Nel Paese dell’eterno ricorso, rischia di slittare all’infinito anche la decadenza da senatore di Berlusconi, annunciata come la fine del ventennio, dopo la sentenza della Cassazione che ha definitivamente condannato il leader del centrodestra per frode fiscale. Ieri la giunta del regolamento del Senato, mentre discuteva se la fine della carriera parlamentare dell’ex premier dovesse essere stabilita con voto palese o segreto, s’è imbattuta in una nuova questione, considerata decisiva dal centrodestra e irrilevante, va da sé, dal centrosinistra. Secondo i giudici di appello di Milano, che, sempre su richiesta della Cassazione, hanno ridotto la pena accessoria dell’interdizione dai pubblici uffici per il Cavaliere da cinque a due anni, la sanzione prevista dalla legge Severino, cioè la decadenza e l’incandidabilità, «è riservata all’autorità amministrativa», ovvero alla Camera d’appartenenza. Tanto è bastato ai parlamentari del centrodestra per dire che la Severino, proprio perché prevede una conseguenza amministrativa, non può essere applicata a Berlusconi retroattivamente, per reati commessi prima dell’entrata in vigore della stessa legge.
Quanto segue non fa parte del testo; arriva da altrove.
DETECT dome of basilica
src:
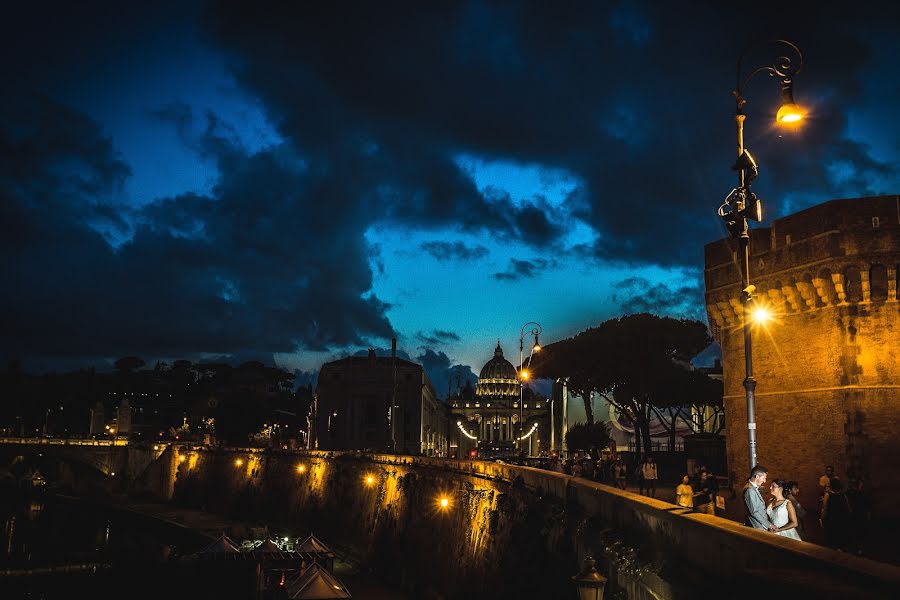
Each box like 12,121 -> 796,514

C’era un vecchio detto ai tempi della Prima Repubblica che diceva che quando una crisi politica finisce in mano agli avvocati è un guaio. Niente come quel che sta accadendo al Senato attorno al caso del Cavaliere lo conferma. Nella giunta del regolamento di Palazzo Madama, che nel suo piccolo ha già votato la decadenza, delegando all’aula dei senatori la decisione finale, si confrontano due pattuglie di irriducibili. Secondo quella del centrodestra guidata dall’ex ministro (ed ex giudice) Nitto Palma la decadenza di Berlusconi equivale a un’esecuzione sommaria, se votata senza aver la certezza che la legge Severino sia costituzionale (cioè senza chiedere prima alla Consulta di pronunciarsi in materia). E le motivazioni della sentenza dei giudici di Milano, in questo senso aggiungerebbero altri dubbi, spingendo in favore di un approfondimento. Secondo quella di sinistra pilotata dall’ex magistrato Felice Casson, invece, questi dubbi sono infondati, il centrodestra sta facendo melina e si rifiuta di applicare la legge anticorruzione, che pure aveva votato, solo perchè riguarda Berlusconi.
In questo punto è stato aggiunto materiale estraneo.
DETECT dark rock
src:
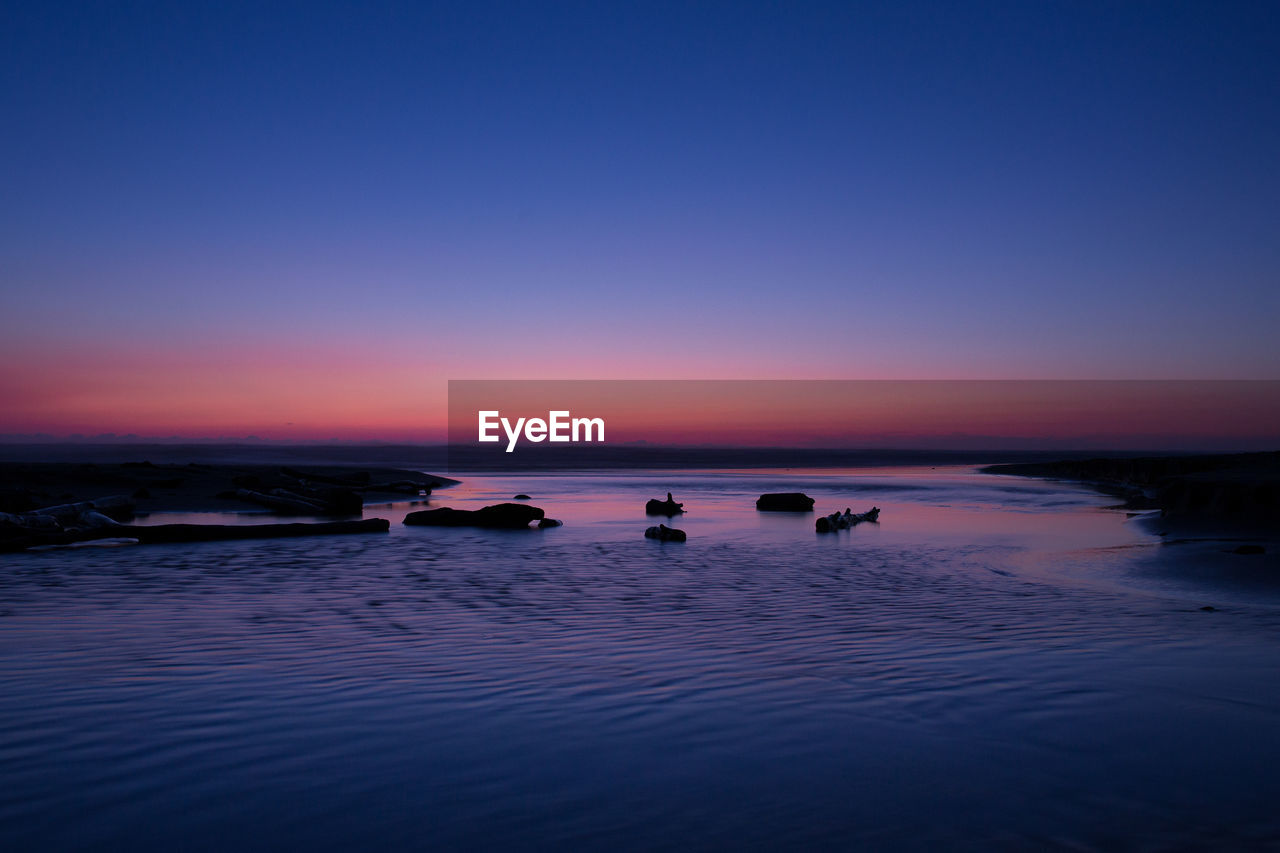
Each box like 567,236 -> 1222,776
645,523 -> 686,542
816,506 -> 880,532
1201,605 -> 1217,611
132,488 -> 152,499
756,492 -> 815,512
514,494 -> 532,500
231,474 -> 262,489
646,492 -> 684,515
538,518 -> 563,528
1233,544 -> 1266,555
404,503 -> 545,529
Queste argomentazioni potrebbero validamente essere sostenute in un’aula di giustizia, o anche in quella suprema della Corte Costituzionale. Ma stavolta, non va dimenticato, a pronunciarsi è il Senato, che prenderà, appunto, una decisione politica e non giurisdizionale. In altre parole l’argomento in base al quale i senatori si pronunceranno, ridotto all’essenziale, sarà: conviene o non conviene? E non c’è dubbio che in base a quest’argomento negli ultimi giorni sia intervenuta una novità non trascurabile. Mentre infatti il 2 ottobre, rispondendo a questa domanda, ventitré senatori del centrodestra avevano firmato un documento per dire che la decadenza del loro leader era un prezzo da pagare pur di tener in piedi il governo, venerdì scorso, lo stesso Berlusconi, che in Senato aveva dovuto sottomettersi a quest’impostazione, ha fatto votare all’unanimità dal vertice del suo partito un documento in cui si dice chiaramente il contrario: se la decadenza sarà votata, in sostanza, il governo cadrà.
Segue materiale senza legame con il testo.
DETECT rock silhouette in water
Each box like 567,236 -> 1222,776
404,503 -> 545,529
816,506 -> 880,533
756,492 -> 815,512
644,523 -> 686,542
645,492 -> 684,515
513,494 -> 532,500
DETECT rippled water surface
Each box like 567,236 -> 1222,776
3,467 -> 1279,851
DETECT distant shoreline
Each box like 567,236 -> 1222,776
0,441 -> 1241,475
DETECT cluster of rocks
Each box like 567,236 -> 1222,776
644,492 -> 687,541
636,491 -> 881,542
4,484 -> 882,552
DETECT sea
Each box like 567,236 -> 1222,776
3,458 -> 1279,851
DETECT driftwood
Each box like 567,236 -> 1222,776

A questo punto le cose sono cambiate. Anche se gli irriducibili del centrosinistra continuano a dire che l’uscita dal Parlamento del condannato non può essere rinviata, ieri la proposta del Movimento 5 stelle di anticipare il voto dell’aula del Senato è stata bocciata. Non si voterà almeno fino al 22 novembre. E anche dopo, sarebbe quanto meno azzardato pensare di intrecciare le votazioni sulla legge di stabilità con quella sulla decadenza dell’uomo che un minuto dopo, o cercherebbe di far cadere il governo, come ha già annunciato, o metterebbe in campo una sorta di ostruzionismo contro l’approvazione del testo più indispensabile che il Parlamento deve approvare entro la fine dell’anno. La sensazione è insomma che molti degli argomenti portati dagli irriducibili di centrodestra potranno anche risultare pretestuosi. Ma anche che nel centrosinistra cominci a farsi strada una consistente pattuglia di meno irriducibili: che in silenzio, senza far proclami, preferiscono aspettare a far decadere Berlusconi, pur di salvare il governo e la legislatura.